Estando transferidas a la Generalitat el 100 % de competencias en materia de atención hospitalaria, ¿tiene lógica que la Diputación de València, como es el caso, continúe siendo titular de un hospital? En mi opinión, no; no tiene mucho sentido. Pero es que, además, también tenemos un colegio de enseñanza media, de integración de personas sordomudas. ¿No sería más lógico que ese servicio se lo quede la Generalitat, que es donde están las competencias de Educación?

Todo esto son disfuncionalidades que evidencian la necesidad de reordenar el mapa de competencias. Tenemos que dar prioridad a la eficacia y eficiencia en la prestación del servicio público, así dejaremos de gastar recursos que no tenemos y daremos un mejor servicio.

Este debate, normalmente se acaba simplificando en dos puntos: la eliminación del Senado y de las Diputaciones. Si de verdad fuera tan simple, que desaparezcan mañana. El problema es que el Senado, como cámara de doble lectura, probablemente no tiene mucho sentido, pero como cámara de representación y resolución de los problemas de carácter territorial, sí que lo podría tener. Y las diputaciones no tienen sentido si de manera continuada chocan en sus competencias, por abajo con los municipios y por arriba con la Generalitat. O se clarifica el mapa competencial, que no depende de nosotros o, como mínimo, se extiende una coordinación de la lealtad por abajo y por arriba.

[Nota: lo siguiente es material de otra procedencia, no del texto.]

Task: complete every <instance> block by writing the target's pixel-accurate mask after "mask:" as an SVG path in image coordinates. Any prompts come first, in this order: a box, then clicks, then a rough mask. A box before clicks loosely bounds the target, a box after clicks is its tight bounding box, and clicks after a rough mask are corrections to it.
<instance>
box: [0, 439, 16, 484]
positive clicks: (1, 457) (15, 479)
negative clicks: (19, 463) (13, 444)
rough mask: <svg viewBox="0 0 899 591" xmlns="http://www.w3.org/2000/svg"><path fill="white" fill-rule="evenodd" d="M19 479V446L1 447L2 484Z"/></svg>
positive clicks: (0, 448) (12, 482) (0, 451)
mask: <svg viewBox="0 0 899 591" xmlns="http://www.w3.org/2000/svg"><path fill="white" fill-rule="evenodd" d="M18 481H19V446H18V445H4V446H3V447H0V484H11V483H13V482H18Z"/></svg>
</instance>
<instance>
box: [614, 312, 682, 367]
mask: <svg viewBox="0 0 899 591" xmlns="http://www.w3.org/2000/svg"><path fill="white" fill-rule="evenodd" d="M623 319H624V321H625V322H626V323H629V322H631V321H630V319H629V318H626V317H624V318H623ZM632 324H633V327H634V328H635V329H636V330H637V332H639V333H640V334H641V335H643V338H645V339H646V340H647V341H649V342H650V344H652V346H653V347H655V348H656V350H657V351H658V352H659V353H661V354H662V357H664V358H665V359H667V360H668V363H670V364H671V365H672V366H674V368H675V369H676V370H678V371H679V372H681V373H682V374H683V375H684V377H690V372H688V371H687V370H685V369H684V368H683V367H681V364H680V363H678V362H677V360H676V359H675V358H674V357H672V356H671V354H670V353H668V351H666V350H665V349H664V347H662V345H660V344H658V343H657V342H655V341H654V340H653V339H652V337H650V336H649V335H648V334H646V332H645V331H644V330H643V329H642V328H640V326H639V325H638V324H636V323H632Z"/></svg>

2017-julio-dip-Val-Jorge Rodríguez-5Coordinación, mucha coordinación

- Concretamente, ¿qué está haciendo al respecto la Diputación de València?

- A falta de una mejor solución, hemos decidido que, como los municipios son nuestros principales ‘clientes’, démosles todo el protagonismo, cediendo recursos para que los puedan gestionar. Y por arriba, cooperamos y nos coordinamos con la Generalitat.

Por ejemplo, si la Conselleria no puede hacer frente a una mejora de colegios, abordamos conjuntamente el problema, de modo que nos dicen en qué colegios hay que invertir, nosotros transferimos el dinero acordado a los municipios correspondientes y son los ayuntamientos los que formalizan la inversión. ¿Hay demanda de centros para personas mayores, enfermos de Alzheimer o de acogida infantil? Llegamos a un acuerdo con la Generalitat para que nos diga de qué nos podemos encargar, le damos el dinero al ayuntamiento correspondiente y él hace el centro.

- Uno de los retos más importantes es todo lo relacionado con la digitalización, donde las TIC son fundamentales. ¿Cómo están la Diputación y provincia al respecto?

- En esta cuestión hay dos vertientes. Por una parte, la situación de la propia Administración local y provincial. Por ley estamos obligados a implantar la administración electrónica y estamos apoyándola en los municipios más pequeños, que no tienen capacidad para resolver este tema.

El proceso, en la Diputación, está muy avanzado e intentamos que se aplique en la totalidad de municipios, de forma que cualquier ciudadano pueda dirigirse a la Administración de forma telemática.

La otra parte son las actuaciones de la Diputación en materia de mejora de infraestructuras; sobre todo, infraestructuras de carácter productivo. Estamos hablando de actuaciones concretas, que afectan a municipios muy pequeños, sin capacidad inversora.

Por ejemplo, Titaguas, que tiene una empresa de dulces. Para crecer, esta empresa necesita reforzar el suministro eléctrico y la actuación tiene un coste de 400.000 euros, imposible de pagar por Titaguas. Si la empresa no podía crecer, se marchaba. La Diputación dio ese dinero para garantizar esos puestos de trabajo en la población.

Otro caso: en Higueruelas está instalada Power Electronics. Para crecer, necesitaba una recalificación de suelo industrial y el ayuntamiento, para hacerla, necesitaba un acceso viario con un coste de 300.000 euros. La empresa da trabajo a todo el pueblo y parte de la comarca. Inyectamos una ayuda de más de 100.000 euros que, junto con recursos municipales, han permitido el acceso, la recalificación del suelo y el crecimiento de la compañía.